11 hosts or 20 hosts?
The answer depends on whether you plan to combine them or not in the destination cluster. That’s why you need to begin with the end in mind. If you plan to combine, the answer is 11. If not, the answer is 20. Big difference.
What if you do not know yet?
That means you have 2 numbers, serving as rough estimate of the minimum and maximum.
Use these numbers as the guide. As you migrate, you adjust your sizing.
Reporting
When you are migrating your customers workload to another infrastructure, the onus is on you to prove that you are not causing problems to the VMs or Applications. This is especially true if it’s your idea to migrate, and you are not giving them a choice.
To you as infrastructure team, the migration is a capacity exercise. To your customer the application team, they care more about their VM availability, performance and security. This means you need to quantify the “Before” and “After” to avoid misunderstanding at the VM level. If you have 1000 VM, you need to do 1000 comparisons.
This comparison cannot be done immediately after a VM is migrated. It needs to consider a longer timeline, such as 1 week, for a more complete comparison.
On the other hand, you do not and cannot make the post-migration comparison too long. Compare 3 months of before against 1 week of after.
How do you report that the migration does not result in availability, performance and security degradation? If you promise improvement, how do you quantify that?

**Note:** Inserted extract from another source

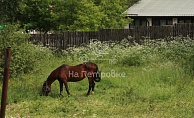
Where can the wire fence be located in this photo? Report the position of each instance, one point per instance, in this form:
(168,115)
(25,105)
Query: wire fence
(138,33)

| Consumption | First, you prove that the VM is not doing less work. That means CPU utilization, Disk IOPS and Network Throughput. Expect the numbers not to drop. We cannot combine these counters as they can’t be standardized into 0 – 100%. Why is memory not included? Memory is basically disk space and it’s a form of cache. The memory counter at VM level is irrelevant, and the memory counter at Guest OS level is not within your control. |
| Contention | Second, you prove that your IaaS is serving the VM well. That means CPU Ready, Memory Contention, Disk Latency and Network Dropped Transmitted Packet. Plot the contention number using the 20-second peak counter. Expect the numbers to drop. If it increases, it remains below the promised SLA. If you are responsible for the Guest OS, then you need to show that queues are not higher post migration. This is why I recommend to keep the VM size. Let the oversized VM be migrated as it is, and right-size it after migration is signed off. |
Once you have the above numbers, it’s a matter of plotting them over time.
The above solves it for 1 VM. How to measure for many VMs?
As usual, you create a group to help manage at scale. For each migration batch, you create 1 group. So if you plan to migrate over 35 windows, you have to create 35 groups.
1 migration window should be kept within the day. This makes your Before vs After comparison easier. If you’re migrating 3x on Friday night, Saturday night and Sunday night, then it’s 3 migration windows.